Was heißt überhaupt Sauberkeit im öffentlichen Raum? "Das System berücksichtigt auf Basis wissenschaftlicher Untersuchungen Aspekte, die für die Wahrnehmung von Sauberkeit unterschiedlich wichtig sind", sagt Daniel Bußmann, Regionalleiter der Stadtreinigung. Die Wissenschaftler haben herausgefunden, dass Wildwuchs im Begleitgrün oder Kaugummi auf einer Verkehrsinsel für die Bürger von geringer Relevanz (Ziffer 5 bis 10) sind, während Fäkalien auf dem Fußweg oder Scherben auf dem Radweg (40 bis 50) ein heftiges Ärgernis darstellen. Aus dieser Matrix von Verschmutzungskriterien und Bewertungsobjekten entstand das Qualitätsbemessungssystem.

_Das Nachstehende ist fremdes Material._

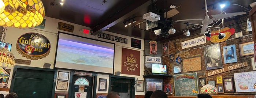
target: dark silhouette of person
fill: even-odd
[[[150,98],[150,96],[151,96],[153,91],[148,91],[146,92],[145,95],[144,96],[144,98]]]

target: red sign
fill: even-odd
[[[140,52],[122,48],[122,74],[140,75]]]

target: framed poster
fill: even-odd
[[[136,81],[136,91],[144,92],[144,81]]]
[[[68,82],[67,81],[58,81],[57,82],[56,89],[66,90]]]
[[[253,54],[254,48],[253,42],[239,44],[241,56]]]
[[[219,43],[205,47],[204,50],[207,70],[223,67]]]
[[[223,84],[222,76],[218,76],[216,77],[216,80],[217,80],[217,84]]]
[[[223,84],[217,85],[217,90],[218,93],[224,93],[224,91],[223,90]]]
[[[235,44],[223,46],[223,48],[224,64],[237,62]]]
[[[107,80],[106,79],[99,79],[99,91],[107,91]]]
[[[199,86],[202,87],[205,84],[205,78],[199,78]]]
[[[252,62],[252,70],[253,71],[256,70],[256,64],[255,64],[255,62],[254,62],[254,57],[252,57],[251,58],[251,61]]]
[[[234,92],[233,78],[223,78],[223,82],[224,82],[225,92]]]
[[[181,65],[174,66],[173,68],[174,74],[181,73],[182,69],[181,67]]]
[[[216,87],[215,80],[208,81],[208,84],[212,85],[214,87]]]
[[[58,80],[68,80],[69,72],[59,71],[58,75]]]

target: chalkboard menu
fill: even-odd
[[[174,75],[175,96],[196,96],[198,84],[196,73]]]
[[[234,74],[237,92],[256,91],[256,71]]]

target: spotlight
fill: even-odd
[[[173,28],[170,29],[169,30],[169,31],[168,31],[168,33],[170,34],[173,34],[176,32],[176,30],[175,30],[175,29],[173,29]]]
[[[226,36],[226,34],[224,33],[221,33],[219,32],[219,36],[218,36],[218,38],[219,39],[221,39],[224,38]]]
[[[211,36],[211,31],[209,30],[208,31],[206,31],[204,33],[206,37],[210,37]]]

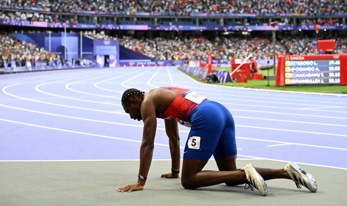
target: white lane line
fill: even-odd
[[[213,98],[209,98],[210,100]],[[229,102],[218,102],[219,103],[224,105],[228,104],[229,105],[237,105],[238,106],[247,106],[250,107],[259,107],[261,108],[267,108],[269,109],[282,109],[283,110],[300,110],[300,111],[302,111],[302,109],[301,109],[300,108],[295,108],[293,107],[285,107],[284,106],[270,106],[270,105],[259,105],[257,104],[239,104],[237,103],[230,103]],[[307,111],[313,111],[314,110],[307,110]],[[347,113],[347,111],[339,111],[336,110],[315,110],[314,111],[316,111],[320,112],[336,112],[338,113]]]
[[[155,75],[156,75],[156,74],[158,73],[158,72],[159,72],[159,71],[160,71],[161,69],[161,66],[159,68],[159,69],[157,70],[156,71],[154,72],[154,74],[152,76],[152,77],[151,77],[148,80],[148,81],[147,81],[147,82],[146,82],[146,84],[147,84],[149,86],[151,87],[155,87],[155,88],[158,87],[158,87],[158,86],[156,86],[155,85],[153,85],[152,84],[150,84],[150,82],[151,82],[151,81],[152,81],[152,79],[153,79],[153,78],[154,78],[154,77],[155,76]]]
[[[101,84],[102,83],[103,83],[104,82],[108,81],[110,81],[110,80],[112,80],[112,79],[116,79],[117,78],[117,77],[112,77],[112,78],[110,78],[109,79],[105,79],[104,80],[103,80],[102,81],[99,81],[98,82],[95,82],[95,83],[94,84],[94,85],[93,86],[94,86],[94,87],[96,87],[96,88],[98,88],[98,89],[101,89],[102,90],[104,90],[105,91],[107,91],[108,92],[115,92],[115,93],[119,93],[120,94],[120,93],[123,94],[123,93],[122,93],[122,92],[119,92],[119,91],[115,91],[114,90],[111,90],[111,89],[106,89],[105,88],[104,88],[103,87],[100,87],[100,86],[98,86],[98,85],[99,84]]]
[[[105,136],[105,135],[97,135],[97,134],[91,134],[91,133],[84,133],[84,132],[77,132],[77,131],[73,131],[73,130],[66,130],[66,129],[59,129],[59,128],[53,128],[53,127],[45,127],[45,126],[41,126],[41,125],[33,125],[32,124],[29,124],[25,123],[24,123],[24,122],[18,122],[18,121],[12,121],[12,120],[7,120],[7,119],[0,119],[0,120],[1,120],[1,121],[7,121],[7,122],[12,122],[12,123],[14,123],[18,124],[20,124],[24,125],[27,125],[27,126],[33,126],[33,127],[40,127],[40,128],[45,128],[45,129],[52,129],[52,130],[58,130],[58,131],[62,131],[62,132],[70,132],[70,133],[76,133],[76,134],[84,134],[84,135],[88,135],[88,136],[97,136],[97,137],[104,137],[104,138],[109,138],[113,139],[116,139],[116,140],[124,140],[124,141],[130,141],[130,142],[137,142],[137,143],[141,143],[142,142],[142,141],[138,141],[138,140],[129,140],[129,139],[125,139],[125,138],[118,138],[118,137],[111,137],[111,136]],[[164,144],[159,144],[159,143],[154,143],[154,144],[155,145],[160,145],[160,146],[169,146],[169,145],[168,145]],[[181,148],[181,149],[184,149],[184,147],[180,146],[180,148]],[[347,150],[347,149],[345,149]],[[275,160],[275,161],[286,161],[286,162],[288,161],[284,161],[284,160],[276,160],[276,159],[269,159],[269,158],[263,158],[257,157],[253,157],[253,156],[246,156],[246,155],[240,155],[240,154],[238,154],[237,156],[241,156],[241,157],[249,157],[249,158],[258,158],[258,159],[259,159],[259,158],[261,158],[262,159],[273,160]],[[302,164],[302,163],[299,163],[299,164]],[[323,165],[313,165],[313,164],[310,164],[310,165],[314,165],[314,166],[322,166],[326,167],[332,167],[332,168],[338,168],[338,169],[347,169],[347,168],[338,168],[338,167],[332,167],[331,166],[323,166]]]
[[[320,107],[309,107],[307,108],[298,108],[299,109],[301,110],[310,110],[312,109],[332,109],[334,108],[339,108],[341,107],[336,106],[321,106]]]
[[[73,96],[71,97],[74,97],[76,98],[95,98],[97,97],[97,96]],[[59,100],[60,99],[62,99],[63,98],[61,97],[37,97],[36,98],[32,98],[32,100]],[[0,102],[1,101],[13,101],[14,100],[20,100],[22,101],[23,100],[21,100],[20,99],[18,99],[18,98],[11,98],[11,99],[4,99],[2,100],[0,100]]]
[[[248,157],[249,158],[238,158],[239,157]],[[279,159],[269,159],[267,158],[263,158],[262,157],[251,157],[252,156],[248,156],[247,155],[242,155],[241,154],[237,154],[238,158],[236,159],[236,161],[242,160],[268,160],[274,161],[276,161],[288,163],[290,161],[288,160],[283,160]],[[183,159],[181,159],[181,161],[183,161]],[[215,161],[214,159],[210,159],[209,161]],[[140,160],[138,159],[76,159],[76,160],[0,160],[0,162],[70,162],[70,161],[139,161]],[[171,159],[153,159],[152,161],[171,161]],[[327,167],[328,168],[331,168],[333,169],[340,169],[347,170],[347,168],[343,167],[338,167],[333,166],[328,166],[327,165],[316,165],[314,164],[311,164],[310,163],[298,163],[296,162],[298,164],[301,165],[311,165],[312,166],[316,166],[318,167]]]
[[[256,141],[261,141],[262,142],[275,142],[277,143],[281,143],[282,144],[294,144],[295,145],[300,145],[301,146],[311,146],[313,147],[319,147],[320,148],[323,148],[328,149],[333,149],[335,150],[347,150],[347,149],[340,148],[338,147],[333,147],[332,146],[320,146],[319,145],[313,145],[312,144],[300,144],[300,143],[293,143],[293,142],[282,142],[281,141],[276,141],[275,140],[262,140],[261,139],[256,139],[255,138],[249,138],[248,137],[236,137],[237,139],[241,139],[242,140],[255,140]]]
[[[90,80],[90,79],[97,79],[97,78],[101,78],[102,77],[107,77],[108,76],[109,76],[110,75],[110,74],[107,74],[106,75],[103,75],[103,76],[100,76],[97,77],[93,77],[92,78],[90,78],[87,79],[84,79],[84,80],[82,80],[81,81],[85,81],[86,80]],[[68,79],[65,79],[65,80],[66,81],[66,80],[70,80],[70,79],[77,79],[77,78],[79,78],[79,77],[77,78],[68,78]],[[49,95],[50,96],[56,96],[56,97],[60,97],[60,98],[65,98],[65,99],[69,99],[69,100],[77,100],[77,101],[83,101],[83,102],[91,102],[92,103],[97,103],[97,104],[108,104],[108,105],[117,105],[117,106],[120,106],[120,104],[112,104],[112,103],[107,103],[107,102],[99,102],[99,101],[93,101],[93,100],[84,100],[84,99],[79,99],[79,98],[74,98],[74,97],[67,97],[67,96],[62,96],[62,95],[57,95],[57,94],[52,94],[52,93],[49,93],[49,92],[44,92],[43,91],[42,91],[42,90],[40,90],[40,89],[39,88],[39,87],[41,87],[41,86],[43,86],[43,85],[48,85],[48,84],[54,84],[54,83],[56,83],[56,81],[51,81],[51,82],[45,82],[45,83],[43,83],[43,84],[39,84],[39,85],[36,85],[36,86],[35,87],[35,90],[36,90],[36,91],[37,91],[37,92],[40,92],[41,93],[42,93],[43,94],[47,94],[47,95]],[[86,93],[85,93],[85,94]],[[120,98],[119,98],[120,99]]]
[[[271,144],[270,145],[266,145],[266,146],[283,146],[284,145],[290,145],[293,144],[290,143],[286,143],[285,144]]]
[[[29,99],[29,98],[25,98],[25,97],[20,97],[20,96],[17,96],[17,95],[14,95],[14,94],[11,94],[10,93],[9,93],[8,92],[7,92],[6,91],[6,89],[7,89],[7,88],[8,88],[8,87],[10,87],[10,86],[11,86],[11,85],[8,85],[8,86],[7,86],[6,87],[3,87],[3,88],[2,88],[2,92],[5,93],[6,94],[7,94],[7,95],[8,95],[9,96],[11,96],[13,97],[16,97],[16,98],[18,98],[19,99],[20,99],[24,100],[27,100],[28,101],[30,101],[31,102],[38,102],[39,103],[42,103],[42,104],[49,104],[49,105],[54,105],[54,106],[63,106],[63,107],[68,107],[68,108],[73,108],[74,109],[81,109],[81,110],[89,110],[89,111],[96,111],[96,112],[106,112],[106,113],[115,113],[115,112],[112,111],[108,111],[103,110],[98,110],[98,109],[89,109],[89,108],[85,108],[84,107],[78,107],[78,106],[70,106],[70,105],[66,105],[65,104],[56,104],[55,103],[51,103],[51,102],[44,102],[43,101],[40,101],[39,100],[33,100],[33,99]]]
[[[134,79],[135,79],[135,78],[137,78],[137,77],[139,77],[140,76],[141,76],[141,75],[142,75],[142,74],[144,74],[145,73],[148,73],[148,72],[149,71],[150,71],[151,70],[152,70],[152,69],[153,69],[153,68],[152,68],[152,69],[150,69],[147,70],[146,71],[143,72],[141,72],[141,73],[140,73],[139,74],[137,74],[137,75],[136,75],[135,76],[134,76],[134,77],[132,77],[131,78],[130,78],[130,79],[128,79],[126,80],[125,81],[124,81],[121,82],[120,83],[121,86],[122,87],[125,87],[126,88],[129,88],[129,89],[132,88],[133,87],[128,87],[128,86],[124,84],[125,84],[126,83],[128,82],[128,81],[130,81],[130,80]]]
[[[215,160],[214,159],[210,159],[211,160]],[[251,160],[255,159],[262,159],[261,158],[255,159],[254,158],[238,158],[236,160]],[[181,159],[181,161],[183,161],[183,159]],[[93,162],[93,161],[138,161],[139,159],[58,159],[58,160],[0,160],[1,162]],[[153,159],[152,161],[171,161],[171,159]]]
[[[22,122],[19,121],[12,121],[11,120],[9,120],[8,119],[4,119],[0,118],[0,121],[7,121],[8,122],[10,122],[11,123],[16,123],[17,124],[19,124],[21,125],[27,125],[28,126],[31,126],[32,127],[39,127],[40,128],[43,128],[44,129],[52,129],[53,130],[56,130],[57,131],[61,131],[62,132],[70,132],[71,133],[74,133],[75,134],[83,134],[88,136],[94,136],[95,137],[104,137],[105,138],[109,138],[110,139],[113,139],[114,140],[124,140],[125,141],[128,141],[129,142],[138,142],[139,143],[141,143],[142,142],[142,141],[140,141],[139,140],[130,140],[129,139],[125,139],[124,138],[121,138],[119,137],[111,137],[110,136],[108,136],[106,135],[101,135],[96,134],[91,134],[90,133],[87,133],[85,132],[77,132],[76,131],[73,131],[72,130],[69,130],[68,129],[59,129],[58,128],[55,128],[54,127],[46,127],[45,126],[42,126],[41,125],[34,125],[33,124],[30,124],[29,123],[26,123],[25,122]],[[155,145],[159,145],[160,146],[169,146],[168,144],[159,144],[159,143],[154,143],[154,144]]]
[[[111,74],[111,75],[116,74],[119,74],[119,73],[123,73],[123,72],[116,72],[116,73],[112,73]],[[132,73],[132,72],[130,72],[129,73]],[[119,76],[117,76],[117,77],[112,77],[112,78],[110,78],[109,79],[113,79],[118,78],[118,77],[122,77],[122,76],[125,76],[125,75],[126,75],[127,74],[128,74],[126,73],[125,74],[123,74],[122,75],[120,75]],[[107,75],[107,76],[110,76],[110,75]],[[102,77],[105,77],[105,76],[103,76]],[[93,79],[98,79],[98,77],[97,77],[96,78],[94,78]],[[71,85],[73,85],[73,84],[77,84],[77,83],[79,83],[80,82],[81,82],[81,81],[83,81],[83,80],[80,80],[80,81],[74,81],[73,82],[69,82],[68,84],[67,84],[66,85],[65,85],[65,88],[67,89],[68,89],[69,90],[70,90],[71,91],[72,91],[73,92],[77,92],[77,93],[81,93],[81,94],[88,94],[88,95],[93,95],[93,96],[100,96],[100,97],[105,97],[109,98],[111,98],[118,99],[120,99],[120,97],[116,97],[112,96],[110,96],[110,95],[101,95],[98,94],[96,94],[90,93],[89,92],[83,92],[82,91],[80,91],[79,90],[77,90],[76,89],[72,89],[71,88],[70,88],[69,86],[70,86]],[[95,85],[95,84],[96,84],[98,82],[96,82],[96,83],[93,82],[93,83],[94,83],[93,85],[94,86],[94,85]]]
[[[187,75],[186,74],[185,74],[183,72],[182,72],[182,71],[181,71],[180,70],[179,70],[177,68],[175,68],[176,69],[177,71],[180,71],[182,73],[184,74],[185,75],[186,75],[186,77],[188,79],[190,79],[192,81],[193,81],[193,82],[195,82],[195,83],[196,83],[197,84],[203,85],[204,85],[206,86],[206,84],[205,83],[202,83],[202,82],[200,82],[200,81],[196,81],[196,80],[195,80],[195,79],[194,79],[193,78],[191,77],[189,77],[189,76],[188,76],[188,75]],[[169,69],[169,68],[168,68],[168,69]],[[171,74],[170,74],[170,75],[171,76]],[[171,83],[172,83],[172,82],[171,82]],[[177,86],[184,86],[184,88],[185,87],[186,87],[186,86],[184,86],[184,85],[178,85],[178,84],[175,84],[174,83],[172,83],[172,84],[175,84],[175,85],[177,85]],[[219,88],[229,88],[229,89],[233,89],[232,91],[228,91],[228,90],[218,90],[218,89],[216,89],[216,90],[215,90],[215,91],[221,91],[221,92],[226,92],[226,93],[241,93],[241,94],[245,94],[245,92],[237,92],[237,91],[235,91],[235,90],[248,90],[251,91],[261,91],[261,92],[266,92],[271,93],[273,93],[273,94],[262,94],[261,95],[260,95],[259,94],[258,94],[258,93],[250,93],[250,92],[248,92],[248,93],[247,93],[247,94],[252,94],[252,95],[254,94],[254,95],[256,95],[259,96],[260,98],[261,98],[261,97],[263,96],[263,95],[271,96],[274,96],[276,95],[276,96],[283,96],[283,95],[280,95],[281,93],[290,93],[290,94],[292,94],[310,95],[319,95],[319,96],[335,96],[335,97],[347,97],[347,94],[335,94],[335,93],[317,93],[317,92],[296,92],[296,91],[286,91],[286,90],[273,90],[273,89],[255,89],[255,88],[246,88],[246,87],[233,87],[233,86],[224,86],[224,85],[209,85],[209,86],[210,86],[210,87],[219,87]],[[197,88],[197,89],[199,89],[199,88],[199,88],[198,87],[190,87],[190,88]],[[211,90],[211,89],[205,89],[205,90]],[[277,93],[277,94],[276,94],[276,93]],[[278,94],[280,94],[280,95],[278,95]],[[285,96],[287,97],[287,96]],[[301,97],[301,98],[302,98],[302,97]],[[302,98],[310,98],[310,99],[311,99],[311,98],[315,98],[314,97],[303,97]],[[319,99],[321,100],[321,98],[320,98]]]
[[[249,158],[256,158],[256,159],[255,159],[254,160],[270,160],[272,161],[275,161],[278,162],[282,162],[287,163],[288,163],[288,162],[290,161],[290,160],[282,160],[280,159],[270,159],[269,158],[259,157],[254,157],[254,156],[249,156],[249,155],[243,155],[241,154],[238,154],[237,156],[238,157],[239,156],[240,156],[240,157],[248,157]],[[334,169],[344,169],[345,170],[347,170],[347,168],[345,168],[344,167],[334,167],[333,166],[327,166],[327,165],[316,165],[315,164],[311,164],[310,163],[299,163],[297,162],[295,162],[295,163],[299,164],[306,165],[311,165],[312,166],[318,166],[318,167],[328,167],[329,168],[333,168]]]
[[[321,115],[314,115],[313,114],[301,114],[286,113],[285,112],[276,112],[261,111],[259,110],[250,110],[240,109],[237,109],[228,108],[228,110],[231,110],[231,111],[242,111],[244,112],[258,112],[260,113],[266,113],[266,114],[285,114],[286,115],[292,115],[294,116],[302,116],[304,117],[321,117],[322,118],[330,118],[332,119],[347,119],[347,117],[339,117],[323,116]]]
[[[95,82],[95,83],[94,83],[94,84],[93,85],[93,86],[94,87],[96,87],[96,88],[97,88],[98,89],[102,89],[102,90],[107,90],[107,89],[104,89],[103,88],[102,88],[101,87],[99,87],[99,86],[97,86],[98,84],[100,84],[100,83],[101,83],[101,82],[105,82],[107,81],[109,81],[110,80],[113,80],[113,79],[117,79],[117,78],[119,78],[120,77],[124,77],[124,76],[126,76],[126,75],[129,75],[129,74],[132,74],[133,73],[134,73],[135,72],[137,72],[138,71],[138,70],[135,71],[133,71],[133,72],[127,72],[126,71],[124,71],[124,72],[119,72],[119,73],[125,72],[125,73],[124,73],[124,74],[121,74],[121,75],[118,75],[118,76],[117,76],[116,77],[112,77],[111,78],[109,78],[109,79],[107,79],[103,80],[101,81],[99,81],[98,82]],[[116,74],[113,73],[112,73],[112,74],[117,74],[117,73],[116,73]],[[119,99],[119,100],[120,100],[121,98],[121,97],[113,97],[113,96],[110,96],[110,95],[99,95],[99,94],[94,94],[94,93],[88,93],[88,92],[82,92],[82,91],[79,91],[79,90],[76,90],[76,89],[71,89],[71,88],[70,88],[69,87],[69,86],[71,86],[71,85],[72,85],[73,84],[76,84],[76,83],[78,83],[78,81],[76,81],[76,82],[73,82],[69,83],[67,84],[66,85],[65,85],[65,88],[66,88],[68,89],[69,89],[69,90],[71,90],[71,91],[73,91],[74,92],[78,92],[79,93],[81,93],[82,94],[89,94],[90,95],[94,95],[94,96],[101,96],[101,97],[108,97],[108,98],[109,98],[117,99]],[[120,93],[120,94],[122,94],[123,93],[122,92],[117,92],[117,93]]]
[[[137,72],[139,70],[137,70],[136,71],[135,71],[132,72],[130,72],[130,73],[129,73],[129,72],[128,72],[128,73],[135,73],[135,72]],[[147,71],[148,71],[148,70],[147,70]],[[126,72],[127,71],[126,71]],[[123,92],[120,92],[119,91],[116,91],[116,90],[112,90],[112,89],[106,89],[105,88],[104,88],[103,87],[100,87],[100,86],[98,86],[98,85],[99,84],[101,84],[101,83],[104,83],[104,82],[108,82],[110,80],[112,80],[113,79],[116,79],[116,78],[118,78],[118,77],[112,77],[112,78],[110,78],[109,79],[105,79],[104,80],[103,80],[102,81],[99,81],[98,82],[95,82],[94,84],[94,87],[96,87],[96,88],[98,88],[98,89],[101,89],[102,90],[104,90],[105,91],[108,91],[108,92],[114,92],[114,93],[119,93],[120,94],[122,94],[124,93]]]
[[[237,99],[235,98],[226,98],[224,97],[213,97],[214,98],[216,99],[220,99],[221,100],[236,100],[237,101],[240,101],[241,102],[258,102],[261,103],[268,103],[270,104],[289,104],[289,105],[303,105],[303,106],[326,106],[326,105],[322,105],[319,104],[303,104],[301,103],[293,103],[292,102],[270,102],[269,101],[262,101],[261,100],[246,100],[245,99]],[[272,107],[271,106],[271,107]],[[339,107],[340,108],[347,108],[347,106],[339,106]]]
[[[282,119],[268,119],[267,118],[259,118],[257,117],[243,117],[242,116],[232,116],[232,117],[235,118],[241,118],[243,119],[258,119],[259,120],[265,120],[266,121],[281,121],[283,122],[289,122],[295,124],[309,124],[311,125],[325,125],[326,126],[333,126],[335,127],[347,127],[347,125],[336,125],[335,124],[328,124],[325,123],[319,123],[317,122],[313,122],[306,121],[291,121],[290,120],[283,120]]]
[[[303,110],[312,110],[318,109],[333,109],[336,108],[341,108],[341,106],[321,106],[320,107],[311,107],[307,108],[299,108],[298,109]]]
[[[277,128],[271,128],[270,127],[256,127],[254,126],[247,126],[246,125],[235,125],[235,127],[247,127],[249,128],[255,128],[256,129],[270,129],[270,130],[277,130],[278,131],[284,131],[286,132],[299,132],[300,133],[307,133],[308,134],[321,134],[324,135],[332,135],[334,136],[340,136],[341,137],[347,137],[347,135],[339,134],[332,134],[330,133],[323,133],[322,132],[307,132],[306,131],[301,131],[299,130],[293,130],[291,129],[278,129]]]
[[[12,109],[19,109],[19,110],[23,110],[23,111],[29,111],[29,112],[35,112],[35,113],[41,113],[41,114],[48,114],[48,115],[52,115],[52,116],[57,116],[57,117],[66,117],[66,118],[71,118],[71,119],[79,119],[79,120],[81,120],[88,121],[93,121],[93,122],[101,122],[101,123],[107,123],[107,124],[115,124],[115,125],[124,125],[124,126],[130,126],[135,127],[143,127],[143,125],[132,125],[132,124],[124,124],[124,123],[120,123],[116,122],[110,122],[110,121],[107,121],[99,120],[95,120],[95,119],[87,119],[87,118],[81,118],[76,117],[71,117],[71,116],[66,116],[66,115],[61,115],[61,114],[53,114],[53,113],[48,113],[48,112],[39,112],[39,111],[35,111],[34,110],[27,110],[27,109],[23,109],[23,108],[15,108],[15,107],[13,107],[13,106],[7,106],[7,105],[2,105],[2,104],[0,104],[0,106],[5,106],[5,107],[7,107],[7,108],[12,108]],[[0,120],[2,120],[2,119],[0,119]],[[3,121],[5,121],[6,120],[3,120]],[[9,121],[11,121],[11,120],[9,120]],[[20,123],[18,123],[18,124],[20,124]],[[25,123],[25,124],[26,124],[26,123]],[[159,124],[159,125],[160,125]],[[160,127],[157,127],[156,129],[157,129],[160,130],[165,130],[165,128],[160,128]],[[179,132],[183,132],[183,133],[189,133],[189,131],[186,131],[186,130],[179,130]],[[347,150],[347,149],[339,148],[336,148],[336,147],[330,147],[330,146],[319,146],[319,145],[312,145],[312,144],[300,144],[300,143],[292,143],[292,142],[282,142],[282,141],[274,141],[274,140],[262,140],[262,139],[256,139],[256,138],[247,138],[247,137],[236,137],[236,138],[238,138],[238,139],[242,139],[247,140],[255,140],[255,141],[263,141],[263,142],[275,142],[275,143],[281,143],[281,144],[295,144],[295,145],[301,145],[301,146],[311,146],[311,147],[319,147],[319,148],[327,148],[327,149],[337,149],[337,150]]]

Um 12 Uhr ist Ralf Müller wieder in seinem Büro. Er gibt die Daten in den Computer. Aus diesen Tagesmeldungen werden Monats- und Quartalsberichte - und über das Jahr entsteht so ein Sauberkeitsatlas für Hamburg.

"Natürlich ist Hamburg in den Randbezirken, wo es viele Grünflächen gibt, sauberer als auf St. Pauli, auf dem Fischmarkt oder an den Landungsbrücken, wo Tausende von Touristen ihren Müll liegen lassen", sagt Ralf Müller. Er sagt aber auch, dass in Blankenese sehr viele Wände mit Graffiti verschmutzt sind. Und dass es in Mümmelmannsberg sauberer sei, als viele Hamburger glauben.

Ralf Müller räumt eben gerne auf. Auch mit Vorurteilen.